El piloto de Mercedes, Kimi Antonelli, protagonizó este domingo una de las actuaciones más memorables en la historia de la Fórmula 1 al conquistar el Gran Premio de Italia en el Autódromo Nacional de Monza. A pesar de partir desde la 19ª plaza en la parrilla de salida por una penalización en el motor, el italiano completó una remontada espectacular que lo llevó a superar a su compañero de equipo, George Russell, a falta de tres vueltas para el final. Esta es la segunda remontada más lejana desde la que un piloto ha ganado un Gran Premio, solo superada por la de John Watson en 1983, que ganó desde la 22ª posición.

El joven de 20 años, que cursa su segunda temporada en la máxima categoría, necesitó menos de 17 vueltas para abrirse paso hasta la cabeza de la carrera. La estrategia fue clave para su victoria: Antonelli aprovechó un período de coche de seguridad virtual para cambiar a neumáticos medios nuevos, mientras que Russell se mantuvo en pista con compuestos duros usados, lo que le permitió al italiano recortar la diferencia y lanzar el ataque final. "Dios mío... se siente como un sueño", declaró el piloto por radio tras cruzar la meta.
El director de Mercedes, Toto Wolff, no escatimó elogios y comparó la actuación de Antonelli con las de los grandes campeones: "Lo hemos visto con otros grandes en el pasado, con Lewis, y eso es lo que ha demostrado. Cuando un piloto y un coche son uno, no hay nada que pueda detenerlos". El propio Russell, su compañero y ahora principal rival por el título, reconoció la superioridad de su colega: "Kimi tiene el control y se merece tenerlo. Ni siquiera estoy pensando en una lucha. Va a ser excepcionalmente difícil superar esa diferencia". Con esta victoria, el italiano suma su séptimo triunfo de la temporada y amplía su ventaja en el campeonato a 66 puntos sobre Russell.
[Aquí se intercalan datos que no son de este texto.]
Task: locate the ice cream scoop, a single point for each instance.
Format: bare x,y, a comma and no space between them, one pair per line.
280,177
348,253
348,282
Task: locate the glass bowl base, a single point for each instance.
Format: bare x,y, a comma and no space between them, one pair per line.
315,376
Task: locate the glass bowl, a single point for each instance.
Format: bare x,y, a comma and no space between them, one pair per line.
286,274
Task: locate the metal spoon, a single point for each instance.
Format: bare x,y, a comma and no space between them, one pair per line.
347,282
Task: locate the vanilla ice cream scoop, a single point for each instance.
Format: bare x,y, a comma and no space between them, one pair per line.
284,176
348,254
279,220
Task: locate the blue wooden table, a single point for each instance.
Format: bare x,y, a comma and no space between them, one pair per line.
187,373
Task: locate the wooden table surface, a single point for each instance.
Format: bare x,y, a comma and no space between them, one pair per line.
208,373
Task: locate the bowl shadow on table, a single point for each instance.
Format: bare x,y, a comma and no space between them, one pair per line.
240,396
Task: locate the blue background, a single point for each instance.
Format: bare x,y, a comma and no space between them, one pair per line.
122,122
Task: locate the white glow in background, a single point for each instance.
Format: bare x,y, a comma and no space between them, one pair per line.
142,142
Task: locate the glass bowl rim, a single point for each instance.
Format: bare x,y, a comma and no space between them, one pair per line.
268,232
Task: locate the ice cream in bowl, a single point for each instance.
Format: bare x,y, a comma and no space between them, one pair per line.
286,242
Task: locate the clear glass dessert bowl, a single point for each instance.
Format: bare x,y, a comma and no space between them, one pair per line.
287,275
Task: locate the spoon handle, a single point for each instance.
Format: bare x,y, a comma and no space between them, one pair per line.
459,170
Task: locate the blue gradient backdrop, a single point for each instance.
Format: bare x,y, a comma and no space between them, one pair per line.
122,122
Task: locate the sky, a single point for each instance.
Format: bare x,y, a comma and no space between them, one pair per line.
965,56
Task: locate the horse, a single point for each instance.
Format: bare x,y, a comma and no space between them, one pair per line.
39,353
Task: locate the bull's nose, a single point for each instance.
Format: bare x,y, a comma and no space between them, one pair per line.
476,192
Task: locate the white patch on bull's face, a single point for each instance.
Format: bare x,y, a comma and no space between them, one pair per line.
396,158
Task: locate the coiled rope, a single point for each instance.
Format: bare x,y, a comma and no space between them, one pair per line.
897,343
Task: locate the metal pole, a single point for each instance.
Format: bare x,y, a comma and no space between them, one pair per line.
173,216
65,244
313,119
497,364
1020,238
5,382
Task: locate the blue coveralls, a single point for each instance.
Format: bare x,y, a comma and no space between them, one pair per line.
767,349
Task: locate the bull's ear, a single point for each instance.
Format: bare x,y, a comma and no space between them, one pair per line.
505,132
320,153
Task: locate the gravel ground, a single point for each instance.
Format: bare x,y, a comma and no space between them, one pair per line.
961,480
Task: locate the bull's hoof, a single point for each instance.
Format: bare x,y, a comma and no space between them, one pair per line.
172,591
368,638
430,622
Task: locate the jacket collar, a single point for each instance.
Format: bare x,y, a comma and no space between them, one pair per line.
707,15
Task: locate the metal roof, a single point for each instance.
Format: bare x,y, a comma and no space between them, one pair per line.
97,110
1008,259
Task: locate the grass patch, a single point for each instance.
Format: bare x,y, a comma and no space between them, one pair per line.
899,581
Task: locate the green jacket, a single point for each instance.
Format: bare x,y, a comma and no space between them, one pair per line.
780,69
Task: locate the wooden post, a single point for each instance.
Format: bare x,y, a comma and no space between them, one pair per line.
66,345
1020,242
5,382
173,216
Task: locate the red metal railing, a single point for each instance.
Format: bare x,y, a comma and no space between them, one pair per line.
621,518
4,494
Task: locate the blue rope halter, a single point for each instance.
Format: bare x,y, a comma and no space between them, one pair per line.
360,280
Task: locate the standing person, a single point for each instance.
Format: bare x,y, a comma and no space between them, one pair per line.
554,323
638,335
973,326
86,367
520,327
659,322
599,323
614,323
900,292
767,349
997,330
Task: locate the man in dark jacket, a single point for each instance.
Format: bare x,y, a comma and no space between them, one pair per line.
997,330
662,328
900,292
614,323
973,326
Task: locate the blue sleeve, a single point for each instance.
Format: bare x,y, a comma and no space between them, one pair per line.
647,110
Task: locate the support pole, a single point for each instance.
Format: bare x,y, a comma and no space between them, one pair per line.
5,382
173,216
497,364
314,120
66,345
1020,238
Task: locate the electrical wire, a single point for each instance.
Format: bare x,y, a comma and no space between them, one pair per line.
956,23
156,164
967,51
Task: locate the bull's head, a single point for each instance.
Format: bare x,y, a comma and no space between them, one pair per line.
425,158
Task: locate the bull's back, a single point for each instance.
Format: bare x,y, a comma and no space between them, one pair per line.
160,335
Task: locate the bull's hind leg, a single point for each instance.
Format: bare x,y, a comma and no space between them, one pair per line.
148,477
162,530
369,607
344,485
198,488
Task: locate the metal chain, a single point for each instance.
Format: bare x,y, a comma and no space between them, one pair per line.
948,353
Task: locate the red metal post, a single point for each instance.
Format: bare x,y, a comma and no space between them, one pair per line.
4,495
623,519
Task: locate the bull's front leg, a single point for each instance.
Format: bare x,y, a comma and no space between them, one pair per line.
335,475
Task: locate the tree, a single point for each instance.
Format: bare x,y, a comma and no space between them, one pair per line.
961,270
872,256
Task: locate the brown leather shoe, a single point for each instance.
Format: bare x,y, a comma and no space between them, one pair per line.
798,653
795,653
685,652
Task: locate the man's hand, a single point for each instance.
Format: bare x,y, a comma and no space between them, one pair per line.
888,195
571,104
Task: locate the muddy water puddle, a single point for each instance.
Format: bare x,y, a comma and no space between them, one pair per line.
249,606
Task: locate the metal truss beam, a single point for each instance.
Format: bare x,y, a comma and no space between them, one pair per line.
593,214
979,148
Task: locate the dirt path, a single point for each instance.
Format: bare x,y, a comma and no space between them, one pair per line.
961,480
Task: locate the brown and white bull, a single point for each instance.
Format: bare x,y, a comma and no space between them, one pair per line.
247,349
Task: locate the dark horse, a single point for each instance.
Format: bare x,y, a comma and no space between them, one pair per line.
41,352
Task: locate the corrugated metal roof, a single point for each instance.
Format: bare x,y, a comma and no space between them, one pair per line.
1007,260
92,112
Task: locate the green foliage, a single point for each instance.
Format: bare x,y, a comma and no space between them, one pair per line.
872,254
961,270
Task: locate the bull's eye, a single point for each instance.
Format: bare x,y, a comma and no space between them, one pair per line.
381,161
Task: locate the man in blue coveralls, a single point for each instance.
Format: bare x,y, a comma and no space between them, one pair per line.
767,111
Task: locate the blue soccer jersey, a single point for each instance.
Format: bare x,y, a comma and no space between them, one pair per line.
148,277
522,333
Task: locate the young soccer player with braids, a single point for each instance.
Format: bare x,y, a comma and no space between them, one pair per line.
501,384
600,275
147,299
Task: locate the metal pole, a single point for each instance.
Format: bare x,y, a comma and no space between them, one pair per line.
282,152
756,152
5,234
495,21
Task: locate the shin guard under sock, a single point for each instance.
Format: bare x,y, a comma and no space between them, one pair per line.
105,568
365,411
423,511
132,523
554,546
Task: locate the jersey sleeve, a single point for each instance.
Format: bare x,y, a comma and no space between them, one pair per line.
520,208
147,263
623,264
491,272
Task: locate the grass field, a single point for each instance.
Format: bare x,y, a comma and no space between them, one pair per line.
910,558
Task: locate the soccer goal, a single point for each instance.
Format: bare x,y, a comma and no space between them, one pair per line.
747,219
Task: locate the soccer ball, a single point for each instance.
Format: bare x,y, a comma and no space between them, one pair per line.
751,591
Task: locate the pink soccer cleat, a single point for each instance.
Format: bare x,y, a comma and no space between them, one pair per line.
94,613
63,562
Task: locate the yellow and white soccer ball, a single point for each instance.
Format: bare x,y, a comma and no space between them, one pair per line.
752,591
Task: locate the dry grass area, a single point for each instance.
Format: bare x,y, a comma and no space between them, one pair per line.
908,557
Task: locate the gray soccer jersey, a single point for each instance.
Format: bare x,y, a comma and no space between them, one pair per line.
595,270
El triunfo tiene un sabor histórico especial, ya que Antonelli se convirtió en el primer piloto italiano en ganar en Monza desde Ludovico Scarfiotti en 1966, una hazaña que los 50,000 aficionados presentes celebraron con euforia. La carrera, que fue bandera roja tras un fuerte accidente de Charles Leclerc en la segunda vuelta, terminó con Max Verstappen completando el podio en tercer lugar. La hazaña de Antonelli no solo acerca al piloto a su primer título mundial, sino que también lo consagra como el nuevo héroe deportivo de Italia.